Wednesday, September 26, 2012

Partners entitled to deductions for investment partnerships they controlled



Partners entitled to deductions for investment partnerships they controlled

Klamath Strategic Investment Fund, LLC, (DC TX 09/21/2012) 110 AFTR 2d ¶ 2012-5299

On remand from the Fifth Circuit, a district court has found that the 90% owners of two partnerships, which were formed to facilitate the partners' investment in foreign currency transactions found to be tax shelters, controlled the partnerships when various operating costs were incurred and thus were entitled to deduct them. Although an entity that served as the managing partner was in charge of the partnerships' day-to-day operations, the entity's actions were limited by the partnership agreement and it merely implemented the investment decisions made by the partners.
Background. Individuals can deduct ordinary and necessary expenses paid or incurred during the tax year for: (1) the collection or production of income, (2) the management, conservation or maintenance of property held for the production of income, or (3) the determination, collection or refund of any tax. (Code Sec. 212) To be deductible under Code Sec. 212, the taxpayer must have a profit motive. (Agro Science, (CA 5 1991) 67 AFTR 2d 91-700)
The profit motive of a partnership is determined at the partnership level. (Simon v.
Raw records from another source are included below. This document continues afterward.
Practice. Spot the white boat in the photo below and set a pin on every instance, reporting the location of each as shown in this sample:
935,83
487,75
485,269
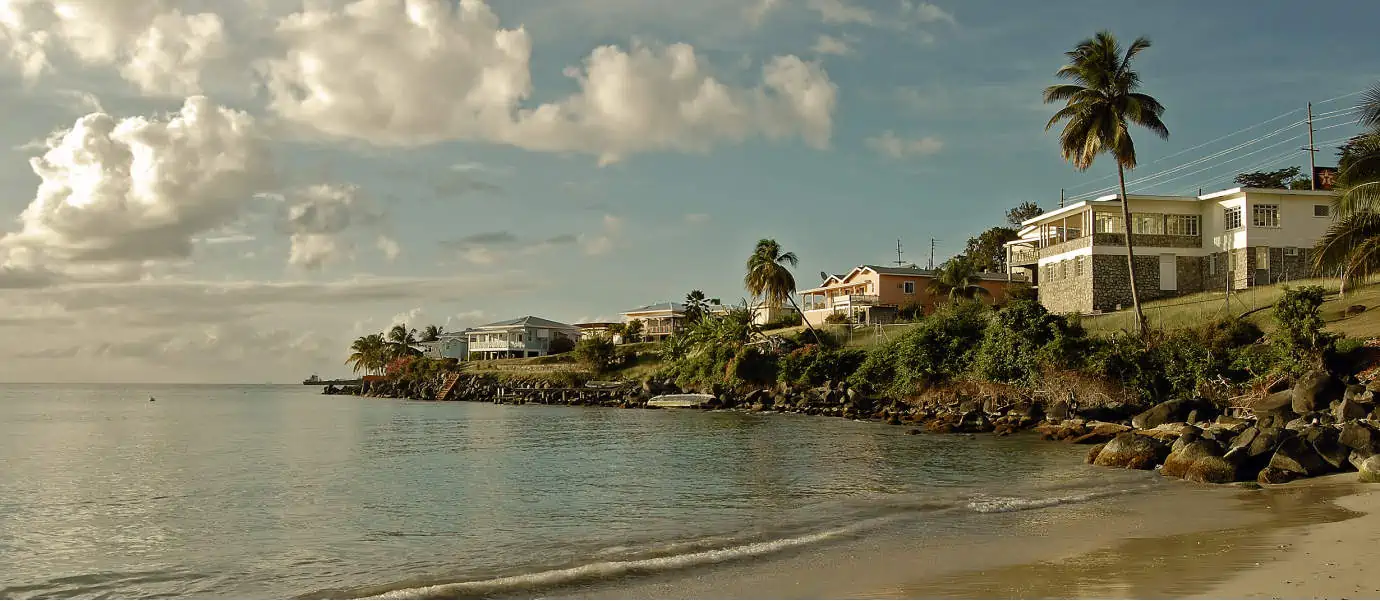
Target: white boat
681,401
Comm., (CA 3 1987) 60 AFTR 2d 87-5741) In determining whether a partnership has a profit motive, the testimony of general partners and promoters is relevant since they often control the partnership's activities. (Agro Science) Where different partners have different motivations (e.g., profit motive and tax benefit), the court must determine which partner's intentions should be attributed to the partnership, which in turn depends on which partner effectively controlled the partnership's activities. (Simon)
Facts. During '99, two law partners, Charles Patterson and Harold Nix, discussed the possibility of investing in foreign currencies to diversify their investments and earn profits. They retained a partner at another firm (Sid Cohen) who found and vetted Presidio, an investment advisory firm that specialized in foreign currency trading. Cohen also faciliated several meetings between Patterson and Nix and Presidio representatives who explained its overall investment strategy including the potential to make a profit through the devaluation of pegged currencies. Nix and Patterson each paid Cohen $250,000 for his services, which they reported on their individual income tax returns.
Presidio advocated, and Patterson and Nix ultimately agreed to invest in, a complex plan involving strategic investments in foreign currencies pegged to the U.S. dollar. In 2000, Presidio formed Klamath Strategic Investment Fund, LLC (Klamath) and Kinabalu Strategic Investment Fund, LLC (Kinabalu; collectively, the partnerships), which were 90% owned by Patterson and Nix (with Presidio entities holding the remainder and acting as Managing Partner of each), in order to make these investments. Patterson and Nix each contributed $1.5 million to their respective partnership, then each company borrowed $66.7 million from National Westminster Bank (NatWest) to faciliate and provide leverage for the partnerships' investments. The loans carried an above-market interest rate of 17.97%, a $25 million “loan premium,” and provisions to protect NatWest from the possibility of early repayment.
Patterson and Nix each contributed the $66.7 million, and assigned the corresponding loan obligations, to the partnerships. The funds were ultimately used to purchase contracts on U.S. dollars and Euros, and to make small, short-term forward contract trades in foreign currencies. The partnerships also incurred other operating expenses, such as various fees and taxes. When Nix and Patterson exercised their right to withdraw from the investments and the partnerships, they received a liquidating distribution of $359,635 and approximately $63,726 worth of Euros. (For more details about the transactions, which were characterized in earlier proceedings as a tax shelter known as “Bond Linked Issue Premium Structure” (or BLIPS).
On their income tax returns for 2000, 2001, and 2002, Patterson and Nix each claimed over $25 million in losses from their respective partnerships. Patterson and Nix were able to report such high losses because when they each calculated their basis in the partnership, they did not reduce it by the $25 million loan premium amount. In other words, they computed basis equal to the $1.5 million that was individually contributed and the $66.7 million in loan proceeds, but they did not consider the loan premiums to be liabilities and thus only subtracted the remaining $41.7 million principal amount—leaving each with over $25 million in basis to support the claimed losses.